E’ in carcere a Verona con l’accusa di lesioni aggravate contro la moglie e le figlie minorenni, risulta positivo al coronavirus ma non essendo la casa circondariale guidata dalla direttrice Maria Grazia Bregoli in grado di adottare “misure di profilassi idonee a scongiurare il pericolo di contagio” per i detenuti e per chi dietro le sbarre ci lavora – secondo quanto riferito in una nota riportata in sentenza -, i giudici della seconda sezione della corte d’Appello di Venezia decidono per il 40enne paziente asintomatico la scarcerazione con “l’obbligo di dimora” nel Comune di Verona e il divieto di avvicinarsi ai luoghi frequentati dalla moglie e dalle due figlie, pena il ritorno immediato in carcere.

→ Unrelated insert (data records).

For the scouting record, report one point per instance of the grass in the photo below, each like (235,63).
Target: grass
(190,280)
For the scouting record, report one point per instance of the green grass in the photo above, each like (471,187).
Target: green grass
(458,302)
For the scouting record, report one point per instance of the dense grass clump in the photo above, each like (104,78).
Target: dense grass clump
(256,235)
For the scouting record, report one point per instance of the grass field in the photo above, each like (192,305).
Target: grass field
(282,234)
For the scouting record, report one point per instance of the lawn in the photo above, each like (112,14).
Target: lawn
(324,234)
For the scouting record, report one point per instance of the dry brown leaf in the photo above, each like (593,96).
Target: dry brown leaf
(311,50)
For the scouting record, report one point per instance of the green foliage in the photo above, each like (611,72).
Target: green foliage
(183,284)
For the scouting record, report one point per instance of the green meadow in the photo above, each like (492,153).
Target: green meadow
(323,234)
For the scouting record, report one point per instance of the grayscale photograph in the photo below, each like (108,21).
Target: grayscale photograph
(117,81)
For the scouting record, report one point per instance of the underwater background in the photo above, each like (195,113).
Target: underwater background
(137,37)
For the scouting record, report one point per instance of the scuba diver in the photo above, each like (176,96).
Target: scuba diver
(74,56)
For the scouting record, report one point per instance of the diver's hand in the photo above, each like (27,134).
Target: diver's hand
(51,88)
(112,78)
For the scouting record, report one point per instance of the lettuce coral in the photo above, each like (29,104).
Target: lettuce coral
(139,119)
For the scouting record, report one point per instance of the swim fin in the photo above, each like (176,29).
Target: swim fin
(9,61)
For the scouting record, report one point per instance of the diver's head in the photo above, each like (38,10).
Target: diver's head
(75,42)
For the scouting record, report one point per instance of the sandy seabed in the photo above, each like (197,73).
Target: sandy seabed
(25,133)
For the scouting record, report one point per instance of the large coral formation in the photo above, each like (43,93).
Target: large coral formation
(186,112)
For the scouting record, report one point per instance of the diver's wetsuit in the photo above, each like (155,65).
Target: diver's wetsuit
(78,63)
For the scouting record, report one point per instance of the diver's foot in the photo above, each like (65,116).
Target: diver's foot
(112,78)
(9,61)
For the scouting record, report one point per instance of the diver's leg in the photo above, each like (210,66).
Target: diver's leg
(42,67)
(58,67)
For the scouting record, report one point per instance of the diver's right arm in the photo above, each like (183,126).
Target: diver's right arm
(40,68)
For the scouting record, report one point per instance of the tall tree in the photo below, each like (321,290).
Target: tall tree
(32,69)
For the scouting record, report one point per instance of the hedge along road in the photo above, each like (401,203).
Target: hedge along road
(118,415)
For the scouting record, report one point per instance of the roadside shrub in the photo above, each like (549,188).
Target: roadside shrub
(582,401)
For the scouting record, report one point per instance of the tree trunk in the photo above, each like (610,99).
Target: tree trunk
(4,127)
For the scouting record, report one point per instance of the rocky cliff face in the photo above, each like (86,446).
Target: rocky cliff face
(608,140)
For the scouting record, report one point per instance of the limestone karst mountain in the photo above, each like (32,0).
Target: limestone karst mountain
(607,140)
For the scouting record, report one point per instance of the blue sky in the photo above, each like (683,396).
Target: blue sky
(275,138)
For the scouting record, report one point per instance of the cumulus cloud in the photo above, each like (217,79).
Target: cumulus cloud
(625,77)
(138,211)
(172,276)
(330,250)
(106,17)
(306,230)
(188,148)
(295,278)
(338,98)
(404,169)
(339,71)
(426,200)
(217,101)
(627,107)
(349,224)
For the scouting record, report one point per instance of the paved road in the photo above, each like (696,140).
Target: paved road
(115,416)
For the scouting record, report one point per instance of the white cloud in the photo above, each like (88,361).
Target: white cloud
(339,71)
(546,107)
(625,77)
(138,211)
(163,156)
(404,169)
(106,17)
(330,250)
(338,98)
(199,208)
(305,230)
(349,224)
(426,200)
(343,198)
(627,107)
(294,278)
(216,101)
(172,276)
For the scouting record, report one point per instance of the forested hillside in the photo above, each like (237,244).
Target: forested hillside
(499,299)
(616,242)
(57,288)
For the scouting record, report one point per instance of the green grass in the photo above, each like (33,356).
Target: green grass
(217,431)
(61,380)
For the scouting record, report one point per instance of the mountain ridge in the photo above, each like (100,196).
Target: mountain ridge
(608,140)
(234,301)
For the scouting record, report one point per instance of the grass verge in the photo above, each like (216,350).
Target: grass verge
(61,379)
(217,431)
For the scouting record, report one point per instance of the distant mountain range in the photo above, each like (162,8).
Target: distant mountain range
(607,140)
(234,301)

Il virus diventa un buon motivo per discutere un’esigenza cautelare, ma fa dimenticare che il 40enne – positivo al Covid-19 – non ha un domicilio eppure la corte non impone nessun altro obbligo e l’uomo è dunque libero di girare indisturbato nella città veneta che conta circa 4mila contagi. La scelta dei tre giudici viene motivata dal fatto che l’ex detenuto di origine indiana – condannato a 3 anni e 11 mesi per maltrattamenti in famiglia nel dicembre 2019 – dovrà discutere l’appello solo nel giugno 2020.
Applicando l’articolo 299 del codice di procedura penale, si sostituisce la misura coercitiva riconoscendone un “minor sacrificio” per il detenuto e al contempo tutelando le vittime, si fissa il giorno della scarcerazione (14 aprile), si informa prefetto e sindaco e si affida alla Asl di “adottare i provvedimenti di competenza per la gestione della quarantena”. Il Comune si attiva, ma l’emergenza ha riempito ogni posto letto a disposizione e così l’uomo – potenzialmente contagioso – viene rintracciato dai carabinieri, sabato 18 aprile, mentre gira indisturbato in stazione, poche ore dopo aver lasciato la casa circondariale di Montorio.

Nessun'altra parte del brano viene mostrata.